I first come to the conclusion that the exercise of the
"bodemrecht" in the present case falls to be considered as a
deprivation of property to the detriment of the applicant. In fact,
the very purpose of selling an object under a retention title consists
in securing the claim of the vendor to the full price in case the buyer
were to become unable to fulfil his obligations. Under civil law there
is no doubt that, in the present case the applicant remained the owner
of the concrete mixing machine. Economically, with the payment of
instalments by Atlas the right of Gasus would gradually lose substance,
but this aspect is not relevant to the present case as the machine was
seized while it was still being installed.
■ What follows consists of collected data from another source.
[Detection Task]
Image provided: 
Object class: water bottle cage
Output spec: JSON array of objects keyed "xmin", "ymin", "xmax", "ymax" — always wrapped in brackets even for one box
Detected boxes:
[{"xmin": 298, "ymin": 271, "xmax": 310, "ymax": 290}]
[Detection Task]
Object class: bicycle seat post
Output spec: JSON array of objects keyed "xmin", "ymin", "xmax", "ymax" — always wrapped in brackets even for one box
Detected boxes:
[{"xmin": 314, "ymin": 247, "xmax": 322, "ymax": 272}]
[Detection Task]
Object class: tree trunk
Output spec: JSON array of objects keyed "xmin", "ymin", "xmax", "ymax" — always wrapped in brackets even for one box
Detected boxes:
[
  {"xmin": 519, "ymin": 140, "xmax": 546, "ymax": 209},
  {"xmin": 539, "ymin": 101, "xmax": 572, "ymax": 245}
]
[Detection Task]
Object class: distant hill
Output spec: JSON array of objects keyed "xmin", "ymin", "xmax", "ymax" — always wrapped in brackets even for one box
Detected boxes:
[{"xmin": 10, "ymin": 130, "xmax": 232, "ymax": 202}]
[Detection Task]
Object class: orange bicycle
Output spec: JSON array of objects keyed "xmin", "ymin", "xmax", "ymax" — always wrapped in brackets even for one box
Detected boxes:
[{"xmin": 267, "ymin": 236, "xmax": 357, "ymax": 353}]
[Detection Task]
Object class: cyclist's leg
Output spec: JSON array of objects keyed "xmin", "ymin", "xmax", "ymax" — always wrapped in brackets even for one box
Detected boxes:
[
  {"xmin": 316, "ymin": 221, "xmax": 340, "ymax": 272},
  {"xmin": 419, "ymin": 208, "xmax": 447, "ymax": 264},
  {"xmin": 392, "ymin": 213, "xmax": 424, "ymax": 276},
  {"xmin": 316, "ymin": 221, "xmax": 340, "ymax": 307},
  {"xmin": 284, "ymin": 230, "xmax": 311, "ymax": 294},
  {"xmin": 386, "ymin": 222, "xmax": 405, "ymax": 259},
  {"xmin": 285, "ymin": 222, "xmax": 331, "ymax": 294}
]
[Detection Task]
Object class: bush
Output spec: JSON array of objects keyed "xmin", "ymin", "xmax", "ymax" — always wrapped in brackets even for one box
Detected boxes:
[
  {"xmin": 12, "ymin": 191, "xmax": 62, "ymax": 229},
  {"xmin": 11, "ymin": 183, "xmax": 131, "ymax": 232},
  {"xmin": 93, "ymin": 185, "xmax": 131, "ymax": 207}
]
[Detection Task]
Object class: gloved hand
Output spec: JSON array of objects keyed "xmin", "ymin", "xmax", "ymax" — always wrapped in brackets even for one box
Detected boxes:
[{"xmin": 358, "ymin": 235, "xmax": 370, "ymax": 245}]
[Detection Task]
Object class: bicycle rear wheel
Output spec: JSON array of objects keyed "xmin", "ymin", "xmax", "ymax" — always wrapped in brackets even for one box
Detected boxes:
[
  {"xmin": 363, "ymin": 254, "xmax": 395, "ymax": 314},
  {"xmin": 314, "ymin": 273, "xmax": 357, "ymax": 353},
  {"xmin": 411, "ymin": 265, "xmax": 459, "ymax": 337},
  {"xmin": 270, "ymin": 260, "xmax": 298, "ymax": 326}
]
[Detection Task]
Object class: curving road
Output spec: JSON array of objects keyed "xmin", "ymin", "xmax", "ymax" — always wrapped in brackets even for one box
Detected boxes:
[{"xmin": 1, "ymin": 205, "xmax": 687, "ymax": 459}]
The exercise of the "bodemrecht" by the tax authorities thus
deprived Gasus not only of a "nuda proprietas" but of their possessions
in the sense of Article 1 para. 1, second sentence, of Protocol No. 1.
Leaving aside the sheer economical interest of filling the
treasury, which cannot be meant by that provision, I can think of no
"public interest" which could justify such an expropriation as there
exists no link whatsoever between the claims of the Dutch tax
authorities and the applicant company's possessions. I am not aware
of any other legislation which would allow the tax authorities to
confiscate the property of a third party which happens to be on the
premises of a tax debtor.
I also fail to find any justification for this "bodemrecht" when
taking into account the economic background of the
"eigendomsvoorbehoud". It is a relatively simple instrument of credit
which may have great practical importance. This instrument is deprived
of its value when the seller must fear that the tax authorities will
interfere as, in particular, he has no possibility of finding out
whether his partner, the buyer, has paid his taxes due.
Even assuming that the State could claim a legitimate interest
in applying the "bodemrecht", quod non, I would still find that, as the
applicant company was left without even the commencement of any
compensation, no fair balance was struck between the interests of the
fiscal authorities and those of the applicant company. Only in passing
do I wish to express some astonishment at the way in which Dutch
legislation accords a privileged position to the fiscal authorities in
comparison to other creditors.
For the reasons set out above I conclude that there has been a
violation of Article 1 of the Protocol in the present question.